BillionGrave’s photo is actually closer up, and easy to read. Unfortunately, you can’t see the spouse’s information, and you can see there is some text on the surface closer to the photographer, but it’s cut off. It’s worth noting that in the FindAGrave photo this text was covered in fallen leaves, so it can’t be seen at all.

The FDJCP photo is wide like the first one, but still closer and of better quality. It’s still difficult to read the text facing up on the stone, but overall this is probably the best image.
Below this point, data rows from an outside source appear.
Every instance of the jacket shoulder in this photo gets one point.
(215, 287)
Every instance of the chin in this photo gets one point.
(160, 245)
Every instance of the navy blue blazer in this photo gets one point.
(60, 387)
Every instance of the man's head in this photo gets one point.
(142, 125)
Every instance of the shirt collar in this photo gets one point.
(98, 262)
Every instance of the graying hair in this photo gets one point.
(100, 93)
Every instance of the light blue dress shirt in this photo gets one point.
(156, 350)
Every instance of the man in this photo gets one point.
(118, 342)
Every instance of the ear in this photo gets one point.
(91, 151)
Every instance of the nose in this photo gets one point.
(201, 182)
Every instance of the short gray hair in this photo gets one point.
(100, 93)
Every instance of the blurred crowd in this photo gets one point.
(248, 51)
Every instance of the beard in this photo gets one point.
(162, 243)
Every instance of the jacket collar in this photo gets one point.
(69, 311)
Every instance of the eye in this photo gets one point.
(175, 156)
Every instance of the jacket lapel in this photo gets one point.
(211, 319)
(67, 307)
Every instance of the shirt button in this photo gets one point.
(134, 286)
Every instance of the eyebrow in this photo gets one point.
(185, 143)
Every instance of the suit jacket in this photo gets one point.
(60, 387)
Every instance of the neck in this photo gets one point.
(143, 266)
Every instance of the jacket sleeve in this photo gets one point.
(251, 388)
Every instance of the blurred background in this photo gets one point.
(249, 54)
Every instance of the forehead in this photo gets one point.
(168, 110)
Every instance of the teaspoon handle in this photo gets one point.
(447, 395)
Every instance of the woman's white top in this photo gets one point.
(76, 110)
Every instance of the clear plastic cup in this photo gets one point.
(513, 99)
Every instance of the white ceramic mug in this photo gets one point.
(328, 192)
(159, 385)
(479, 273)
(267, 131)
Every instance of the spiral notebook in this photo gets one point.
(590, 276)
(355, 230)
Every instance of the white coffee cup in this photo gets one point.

Let’s take another example. In this example, the grave is only on two sites, BillionGraves and the FDJCP site:

Izrael Frenkel BillionGraves Izrael Frenkel FDJCP
BillionGraves
FDJCP

At first glance, the BillionGraves photo is superb. It’s well framed, the text is clear, and the lighting is even. Of course, looking at the second image, one realizes that the Polish text in the BillionGraves photo is only one side of the gravestone with text, and there’s a whole different side with text in Hebrew. However, looking at the FDJCP image, the angle for both sides makes it much harder to read. The Polish is readable, but the angle, the uneven lighting on the Hebrew side, and the small size of the Hebrew text relative to the whole image, makes it very difficult to read. Better than not including it at all, but difficult to be sure what you’re reading. The photographers working for the FDJCP may have photographed the text closer up for indexing purposes, but FDJCP only includes one photo, and in this case that makes it hard to read. I wonder what they do in the case where text is on opposite sides of the stone?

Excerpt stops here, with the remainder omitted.